Inês Carmelo Rosa Calado Lopes Domingos (born 1977) is a Portuguese politician and economist. From March 2021 to March 2024, she was an economic advisor to the president of Portugal. She is a member of the Social Democratic Party (PSD) and in the March 2024 national election she was elected to the Portuguese Assembly of the Republic, having previously served in the Assembly between 2015 and 2019.

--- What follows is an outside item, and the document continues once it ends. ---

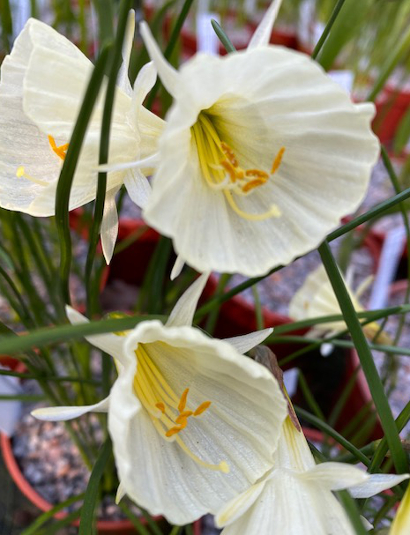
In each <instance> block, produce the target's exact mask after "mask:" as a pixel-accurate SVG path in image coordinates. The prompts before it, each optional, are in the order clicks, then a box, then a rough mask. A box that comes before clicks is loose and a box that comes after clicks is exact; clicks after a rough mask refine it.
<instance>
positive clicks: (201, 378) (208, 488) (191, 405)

==Early life and education==
Domingos was born on 12 May 1977. She studied at the European School of Brussels, a school normally reserved for children of diplomats and EC officials, before moving to the Université Catholique de Louvain, where she completed a bachelor's degree in economics in 1999. In 2006 she obtained a master's in economics from the same university. She started to study for a PhD in international relations and political science at the Catholic University of Portugal (UCP) in 2017.

==Career==
Inês Domingos is the Secretary of State for European Affairs of the Portuguese Government since 5 April 2024. Domingos worked as an economist in the economic research departments of Morgan Stanley and Goldman Sachs in London. Between 2009 and 2024 she was a teaching assistant at the Católica Lisbon School of Business & Economics, the business school of UCP. Between 2021 and 2024 she worked as an economics advisor to Marcelo Rebelo de Sousa, the president of Portugal. She also wrote regular columns in Portuguese newspapers, notably the online Observador.

==Political career==
In the 2015 national election Domingos was elected to the National Assembly to represent the Viseu District as a member of the PSD, serving until 2019 and was reelected in 2024. She was not re-elected in the 2019 election nor in the 2022 election. In the 2024 election the PSD formed a coalition with two smaller parties to form the Democratic Alliance. The Alliance obtained three of the seats in the 8-seat Viseu constituency and Domingos was elected, being third on the Alliance's list. Domingos was the coordinator of the "Entrepreneurship, Innovation and Digitalization" committee of the PSD's National Strategy Council.

==Personal life==
Domingos is married to Hugo Ferreira Mendes Domingos.